Abstract
Scanning tunneling microscopy (STM) has the highest resolution of all scanning probe techniques, routinely producing atomic scale images. With such resolution, it is highly desirable to apply STM to investigations of molecular biology and medicine. The difficulty when considering the application of STM to molecular biology is that biological samples are nonconductive. It may be more accurate to describe biological samples as having both local and varying conductivities. These two issues will addressed in this review, and examples of conditions for the successful use of STM for biomedical imaging will be discussed. Successful applications of STM to significant research problems in biology and medicine will be presented. Keywords: scanning tunneling microscopy; STM; DNA; RNA; retinoic acid; pyrimidine; purine; imaging artifacts; data restoration; deconvolution; probe response function
Introduction
Four years after its invention in 1982 (1), the scanning tunneling microscope (STM) was awarded the 1986 Nobel Prize for physics, one of only four such prestigious awards given for a truly significant contribution to scientific instrumentation. Since then, the family of scanning probe microscopy (SPM) techniques, which includes scanning tunneling microscopy, atomic force microscopy (2-4), magnetic force microscopy (5) , near-field optical microscopy (6) , scanning thermal microscopy (7) , and others, has revolutionized studies of semiconductors, polymers, and biological systems. The key capability of SPM is that, through a controlled combination of feedback loops and detectors with the raster motion of piezoelectric actuator, it enables direct investigations of atomic-to-nanometer scale phenomena.
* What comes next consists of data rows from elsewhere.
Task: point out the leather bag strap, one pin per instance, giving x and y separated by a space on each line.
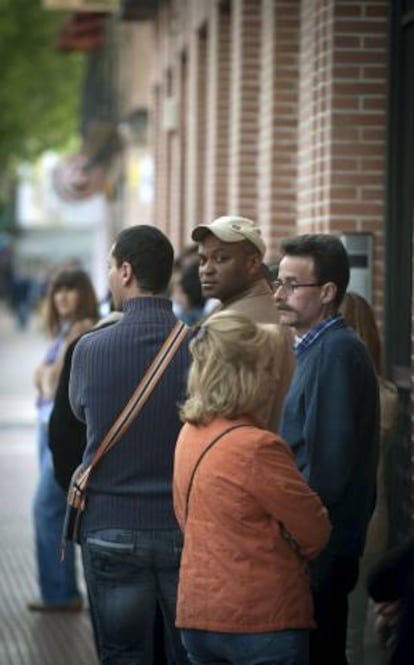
137 399
197 464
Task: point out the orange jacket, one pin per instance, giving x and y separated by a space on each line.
239 572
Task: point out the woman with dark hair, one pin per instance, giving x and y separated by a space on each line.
70 310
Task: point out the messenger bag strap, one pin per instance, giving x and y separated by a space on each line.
137 399
197 464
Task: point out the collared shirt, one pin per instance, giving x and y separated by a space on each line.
304 342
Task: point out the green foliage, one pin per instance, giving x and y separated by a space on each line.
39 85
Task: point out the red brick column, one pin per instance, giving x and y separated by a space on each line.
218 99
342 120
278 119
244 107
194 186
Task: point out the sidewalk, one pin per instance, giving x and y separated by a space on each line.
26 638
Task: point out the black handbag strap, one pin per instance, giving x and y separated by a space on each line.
203 454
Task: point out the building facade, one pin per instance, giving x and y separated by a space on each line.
298 114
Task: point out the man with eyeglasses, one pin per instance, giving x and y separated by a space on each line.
330 420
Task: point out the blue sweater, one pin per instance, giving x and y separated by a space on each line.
330 420
131 486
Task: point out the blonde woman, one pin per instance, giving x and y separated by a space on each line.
70 310
249 519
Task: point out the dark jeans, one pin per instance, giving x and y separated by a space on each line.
333 578
127 573
282 647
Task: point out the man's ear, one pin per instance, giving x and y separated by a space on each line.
328 293
254 264
126 273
Scanning probe microscopy is based on a piezoelectricactuated relative motion of a tip versus sample surface, while both are held in a near-field relationship with each other. In standard SPM imaging, some type of tip-sample interaction (e.g., tunneling current, Coulombic forces, magnetic field strength) is held constant in z through the use of feedback loops, while the tip relative to the sample undergoes an x-y raster motion, thereby creating a surface map of the interaction. The scan rate of the x-y raster motion per line is on the order of seconds while the tip-sample interaction is on the order of nanoseconds or less. The SPM is inherently cable of producing surface maps with atomic scale resolution, although convolution of tip and sample artifacts must be considered.
Scanning tunneling microscopy is based on a tunneling current from filled to empty electronic states. The selectivity induced by conservation of energy and momentum requirements results in a self-selective interaction that gives STM the highest resolution of all scanning probe techniques. Even with artifacts, STM routinely produces atomic scale (angstrom) resolution.
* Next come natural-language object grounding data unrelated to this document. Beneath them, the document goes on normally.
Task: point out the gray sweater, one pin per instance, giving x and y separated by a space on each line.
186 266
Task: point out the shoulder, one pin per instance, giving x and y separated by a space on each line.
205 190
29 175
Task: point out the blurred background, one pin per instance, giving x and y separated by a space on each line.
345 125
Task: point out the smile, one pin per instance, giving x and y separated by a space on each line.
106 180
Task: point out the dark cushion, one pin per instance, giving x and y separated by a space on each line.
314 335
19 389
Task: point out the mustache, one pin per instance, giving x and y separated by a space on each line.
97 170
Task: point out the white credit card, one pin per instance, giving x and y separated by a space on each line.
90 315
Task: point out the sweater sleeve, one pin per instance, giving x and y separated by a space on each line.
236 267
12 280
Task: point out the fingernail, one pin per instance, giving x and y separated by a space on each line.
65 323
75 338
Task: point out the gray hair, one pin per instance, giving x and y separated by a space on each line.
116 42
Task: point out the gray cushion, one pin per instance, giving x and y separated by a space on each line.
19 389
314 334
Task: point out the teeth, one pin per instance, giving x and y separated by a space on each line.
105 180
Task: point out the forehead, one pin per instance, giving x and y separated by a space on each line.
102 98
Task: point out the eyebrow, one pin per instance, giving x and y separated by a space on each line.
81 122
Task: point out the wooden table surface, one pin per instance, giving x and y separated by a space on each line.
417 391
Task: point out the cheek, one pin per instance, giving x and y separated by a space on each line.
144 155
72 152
With such resolution possible, it would be highly desirable to apply STM to investigations of molecular biology and medicine. Key issues in biology and medicine revolve around regulatory signaling cascades that are triggered through the interaction of specific macromolecules with specific surface sites. These are well within the inherent resolution range of STM.
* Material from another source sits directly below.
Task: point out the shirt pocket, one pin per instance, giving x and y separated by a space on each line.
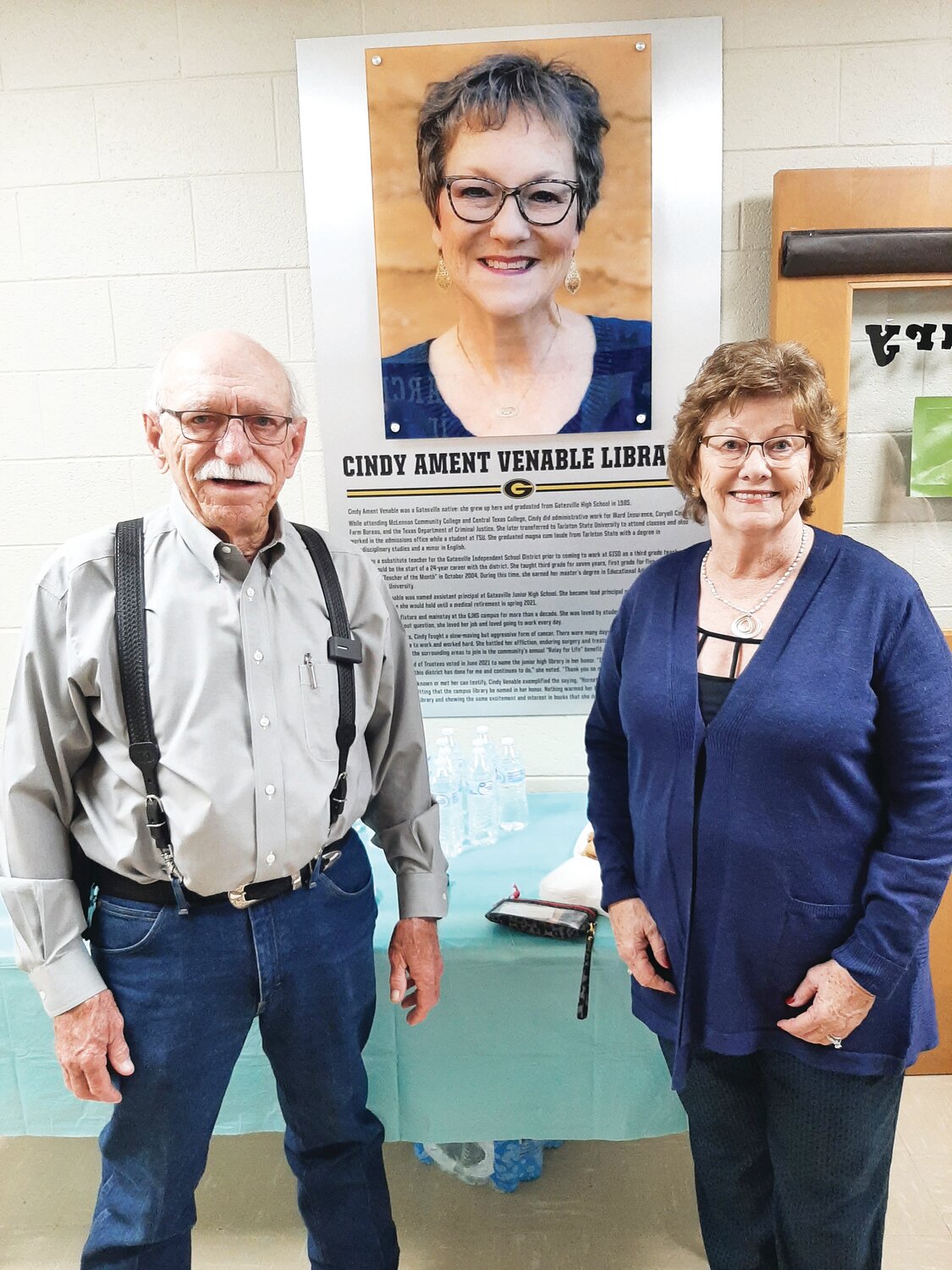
807 936
320 708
The difficulty when considering the application of STM to molecular biology is that biological samples are nonconductive. It may be more accurate to describe biological samples as having both local and varying conductivities. These two issues will addressed in this article, and examples of conditions for the successful use of STM for biomedical imaging will be discussed. We begin with an overview of successful applications of STM in biology and medicine.
Scanning Tunneling Microscopy In Biology And Medicine: Dna And Rna
The STM imaging for direct analysis of base pair arrangements in DNA was historically the first biological application of the new technique. An amusing piece of scientific history is that the first (and widely publicized) images (8) (9) (10) (11) (12) of (deoxyribonucleic acid) DNA were subsequently shown to correspond to electronic sites on the underlying graphite substrate! However, more careful investigations have resulted in an authentic body of work in which the base pairings and conformations of DNA and RNA are directly investigated by STM. One goal of these investigations is to replace bulk sequencing techniques and crystal diffraction techniques, which both require large amounts of material, with the direct sequencing of single molecules of DNA and RNA. Two examples of DNA and RNA investigation by STM are presented here. One is an investigation of DNA and RNA structures, and the other is an investigation of DNA biomedical function.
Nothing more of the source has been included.